The number of British Army personnel will be reduced by 4,000 soldiers by the year 2025.
The Defence Secretary told the House of Commons that the service would decrease from its current size of 76,500 regular troops, to 72,500. Ben Wallace said there will “not require redundancies”, echoing comments made by the Prime Minister last week, and added the aim will be to develop the work done by reserves for a “better integrated” Army. Mr Wallace added that no cap badges will be lost.
He told the Commons: “The Army’s increased deployability and technological advantage will mean that greater effect can be delivered by fewer people.” The Defence Secretary also said previous reviews have been “overambitious and underfunded” and they have left forces “overstretched and underequipped”.
The confirmation follows reports over the future of troop numbers, and comes as the Defence Command Paper’s findings are published. Until now, the target for regular troops has been set at 82,000 – an established strength the Army has not met since the mid-2010s. The number of Army reserves is expected to remain at about 30,000.
Boris Johnson earlier today told Forces News “brave decisions” had been made around the future of the military, but did not directly respond to a question about the reduction in soldier numbers. The Prime Minister said that overhauling the Armed Forces will make them “more valuable” to the UK’s allies, as well as acting as a deterrent to the nation’s “foes”.

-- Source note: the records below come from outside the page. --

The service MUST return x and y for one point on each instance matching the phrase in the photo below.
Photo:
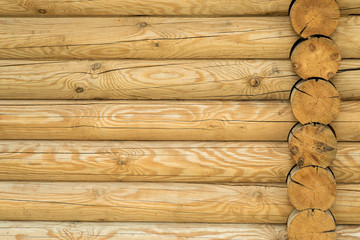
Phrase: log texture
(315, 100)
(156, 79)
(144, 37)
(314, 17)
(153, 7)
(311, 224)
(312, 144)
(311, 188)
(153, 231)
(160, 202)
(160, 120)
(160, 161)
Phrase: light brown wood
(311, 187)
(160, 161)
(153, 231)
(310, 17)
(153, 7)
(311, 224)
(316, 57)
(160, 120)
(160, 202)
(315, 100)
(145, 37)
(312, 144)
(161, 79)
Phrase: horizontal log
(160, 161)
(160, 120)
(160, 202)
(153, 7)
(154, 231)
(145, 37)
(156, 79)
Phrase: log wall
(159, 120)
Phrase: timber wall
(136, 115)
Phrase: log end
(312, 144)
(316, 57)
(311, 188)
(309, 17)
(315, 100)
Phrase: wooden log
(311, 187)
(154, 7)
(314, 17)
(316, 57)
(157, 79)
(315, 100)
(155, 202)
(160, 161)
(312, 144)
(144, 37)
(311, 224)
(160, 120)
(153, 231)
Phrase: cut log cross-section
(316, 57)
(309, 17)
(315, 100)
(312, 144)
(311, 224)
(311, 188)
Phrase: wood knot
(254, 81)
(143, 24)
(96, 66)
(312, 47)
(79, 89)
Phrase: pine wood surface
(311, 188)
(161, 79)
(310, 17)
(152, 231)
(311, 224)
(316, 57)
(315, 100)
(158, 37)
(160, 161)
(160, 120)
(153, 7)
(160, 202)
(312, 144)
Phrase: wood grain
(157, 79)
(160, 161)
(160, 202)
(156, 37)
(153, 7)
(160, 120)
(153, 231)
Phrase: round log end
(311, 188)
(312, 144)
(309, 17)
(315, 100)
(316, 57)
(311, 224)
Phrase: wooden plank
(153, 231)
(156, 37)
(160, 202)
(159, 79)
(160, 161)
(153, 7)
(160, 120)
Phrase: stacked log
(315, 103)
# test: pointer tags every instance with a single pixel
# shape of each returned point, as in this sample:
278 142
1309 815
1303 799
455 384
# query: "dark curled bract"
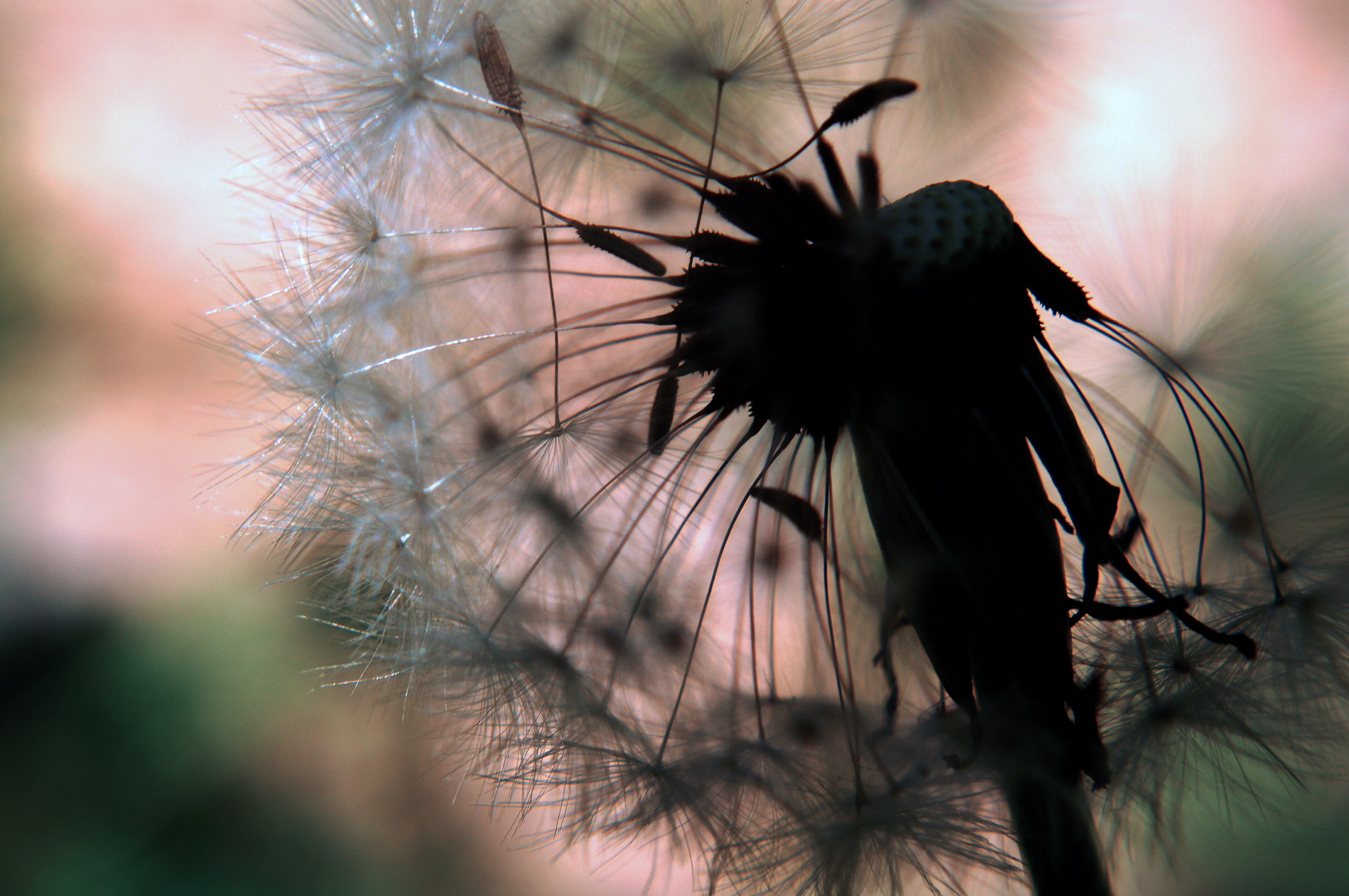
798 511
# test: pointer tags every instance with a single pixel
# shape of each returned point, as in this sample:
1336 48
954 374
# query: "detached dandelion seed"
722 515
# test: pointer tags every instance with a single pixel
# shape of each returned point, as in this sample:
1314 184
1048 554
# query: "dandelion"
722 495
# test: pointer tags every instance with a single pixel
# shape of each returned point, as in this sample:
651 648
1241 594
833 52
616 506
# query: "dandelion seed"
729 525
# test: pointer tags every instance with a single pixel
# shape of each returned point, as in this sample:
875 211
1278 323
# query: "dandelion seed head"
647 449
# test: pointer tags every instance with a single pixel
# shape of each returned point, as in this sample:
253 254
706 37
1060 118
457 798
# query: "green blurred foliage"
131 755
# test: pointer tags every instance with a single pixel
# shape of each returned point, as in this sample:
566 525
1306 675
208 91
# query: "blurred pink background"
122 127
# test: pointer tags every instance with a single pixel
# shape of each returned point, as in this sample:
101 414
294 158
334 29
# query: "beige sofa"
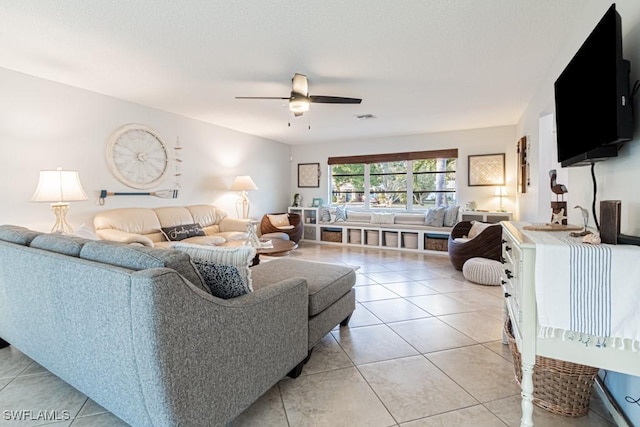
144 225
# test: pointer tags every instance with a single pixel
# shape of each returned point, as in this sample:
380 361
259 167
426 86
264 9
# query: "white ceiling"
419 65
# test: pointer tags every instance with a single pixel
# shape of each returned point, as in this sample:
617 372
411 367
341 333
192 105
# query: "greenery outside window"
408 181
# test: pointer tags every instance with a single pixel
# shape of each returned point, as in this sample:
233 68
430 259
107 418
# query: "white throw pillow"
450 216
477 227
237 257
382 217
281 220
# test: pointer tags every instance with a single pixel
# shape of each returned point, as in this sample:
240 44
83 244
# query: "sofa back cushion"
136 257
132 220
62 244
17 234
173 216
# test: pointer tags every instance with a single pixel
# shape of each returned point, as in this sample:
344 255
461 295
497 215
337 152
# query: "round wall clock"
137 156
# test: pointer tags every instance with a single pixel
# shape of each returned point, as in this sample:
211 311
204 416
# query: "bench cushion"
327 282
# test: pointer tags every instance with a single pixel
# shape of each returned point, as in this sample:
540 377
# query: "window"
415 180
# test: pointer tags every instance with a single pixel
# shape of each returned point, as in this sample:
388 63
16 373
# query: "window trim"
409 157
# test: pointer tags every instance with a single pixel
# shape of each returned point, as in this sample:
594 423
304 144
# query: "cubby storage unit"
396 237
373 237
391 239
331 234
436 241
355 236
409 240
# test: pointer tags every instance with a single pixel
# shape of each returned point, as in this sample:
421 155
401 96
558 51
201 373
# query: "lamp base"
61 226
242 205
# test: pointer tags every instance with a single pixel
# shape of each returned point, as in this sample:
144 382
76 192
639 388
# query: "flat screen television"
592 97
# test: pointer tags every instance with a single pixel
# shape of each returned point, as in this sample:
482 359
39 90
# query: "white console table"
520 282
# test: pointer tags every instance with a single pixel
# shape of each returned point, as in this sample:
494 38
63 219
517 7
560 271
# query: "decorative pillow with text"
181 232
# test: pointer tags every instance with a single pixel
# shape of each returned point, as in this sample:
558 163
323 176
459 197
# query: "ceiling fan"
300 99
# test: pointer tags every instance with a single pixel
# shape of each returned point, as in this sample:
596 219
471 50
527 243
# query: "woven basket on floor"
560 387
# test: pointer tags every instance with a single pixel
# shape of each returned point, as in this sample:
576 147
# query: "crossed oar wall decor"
164 194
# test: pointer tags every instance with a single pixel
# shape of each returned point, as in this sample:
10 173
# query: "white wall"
476 141
44 125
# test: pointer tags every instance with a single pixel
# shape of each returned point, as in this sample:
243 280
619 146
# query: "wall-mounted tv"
592 97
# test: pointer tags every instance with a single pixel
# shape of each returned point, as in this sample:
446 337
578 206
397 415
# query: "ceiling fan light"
299 103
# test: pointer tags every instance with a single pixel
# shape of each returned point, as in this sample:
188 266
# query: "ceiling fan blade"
261 97
320 99
300 84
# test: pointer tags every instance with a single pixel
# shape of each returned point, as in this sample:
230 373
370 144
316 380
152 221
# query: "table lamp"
59 187
244 183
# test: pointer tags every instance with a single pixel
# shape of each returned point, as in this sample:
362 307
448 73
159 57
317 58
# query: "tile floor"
423 348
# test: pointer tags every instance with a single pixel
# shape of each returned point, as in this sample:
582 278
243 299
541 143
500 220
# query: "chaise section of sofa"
124 325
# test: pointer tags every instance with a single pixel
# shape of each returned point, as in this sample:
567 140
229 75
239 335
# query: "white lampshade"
243 183
59 186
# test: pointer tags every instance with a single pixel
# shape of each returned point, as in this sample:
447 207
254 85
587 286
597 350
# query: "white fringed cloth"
589 293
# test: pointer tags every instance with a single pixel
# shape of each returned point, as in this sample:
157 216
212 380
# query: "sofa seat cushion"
136 257
327 282
231 236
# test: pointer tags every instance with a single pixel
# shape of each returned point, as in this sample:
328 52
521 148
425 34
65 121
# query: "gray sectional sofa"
133 328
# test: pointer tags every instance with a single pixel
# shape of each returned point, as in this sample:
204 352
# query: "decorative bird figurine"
558 189
558 217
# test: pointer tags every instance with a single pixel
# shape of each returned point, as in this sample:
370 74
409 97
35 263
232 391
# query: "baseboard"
610 404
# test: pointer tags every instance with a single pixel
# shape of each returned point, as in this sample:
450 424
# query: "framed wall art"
308 175
486 169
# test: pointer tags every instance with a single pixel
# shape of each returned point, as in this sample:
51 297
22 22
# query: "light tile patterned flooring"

Speaking in the Commons after Mr Wallace’s announcement, shadow defence secretary John Healey said this reassessment is needed because the last two defence reviews have “weakened the foundation of our Armed Forces”. Mr Healey said: “The Defence Secretary pledged this defence review would be different. Yet I fear this defence review is set to repeat many of the same mistakes. “The strength of our Armed Forces cut again, crucial military capability cut again, plans to complete a full overhaul of the Army in 10 years’ time again.” He added that the threats to Britain “are increasing”, yet “this is a plan for fewer troops, fewer ships, fewer planes, over the next few years”.
The Royal Navy, meanwhile, is expected to expand in terms of both fleet and personnel, but the precise numbers remain unconfirmed. In terms of vessels, the Navy is to get Type 26 anti-submarine ships, Type 31 general purpose frigates and Type 32s to replace the ageing Type 23s. The service will also receive three new classes of support vessels and two new types of submarines, including four Dreadnought-class ballistic missile submarines. However, it is unclear how many of the new ships will be operational before the old ones leave service in the mid-2020s.
The Royal Air Force‘s future plans are also being refocused around Tempest, the future combat air system, which will see an additional £1.2bn invested in its development. The RAF is expected to see an increase in unmanned fighter jets that could potentially exceed the number of those with pilots on board.
F-35s will be also ordered for the life of the Queen Elizabeth-class carriers, but details of the number to be ordered are not yet available. The C-130 Hercules aircraft will be retired in 2023, with the capability transitioned to the A400M. The tranche one Typhoons will be retired in 2025, although the RAF will retain seven Typhoon squadrons.